In Brussels, NATO's civilian leadership issued a statement applauding Carter's proposed increase in spending in Europe.
"This is a clear sign of the enduring commitment by the United States to European security," Secretary General Jens Stoltenberg said. "It will be a timely and significant contribution to NATO's deterrence, and collective defense."
Тhe Defense Department is also expected to request $59 billion in "contingency funds" to pay for military actions in Afghanistan, and more than $7 billion for fighting Islamic State militants in Iraq and Syria -- a 35 percent increase on 2016.
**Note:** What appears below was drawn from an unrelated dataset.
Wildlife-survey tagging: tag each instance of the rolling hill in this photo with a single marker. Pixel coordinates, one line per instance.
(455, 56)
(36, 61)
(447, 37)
U.S. jets and allied partners have been hitting Islamic State targets for more than a year now, and Carter said so many precision-guided bombs and missiles have been used that supplies were starting to run low.
"So we're investing $1.8 billion in 2017 to buy over 45,000 more of them," he said.
Washington has deployed special forces units to Syria and Iraq, and Carter said there were 3,700 U.S. military personnel -- which he described as "boots on the ground" -- currently in Iraq.
"We're looking for opportunities to do more.We're not looking to substitute for local forces. We're looking to enable local forces. Why is that?" he said.
"It's because we not only have to beat [Islamic State], we have to keep them beaten. That is, there has to be somebody who sustains the defeat afterwards. We know what it's like when you don't have that force to sustain the defeat," he said.
After seizing vast territory in Syria and Iraq following its 2014 call for the creation of a global caliphate, the Islamic State group has suffered some setbacks in recent months as a result of airstrikes by a U.S.-led coalition, Russian air attacks, and ground offensives by Kurdish militias, Syrian-Arab forces, and others.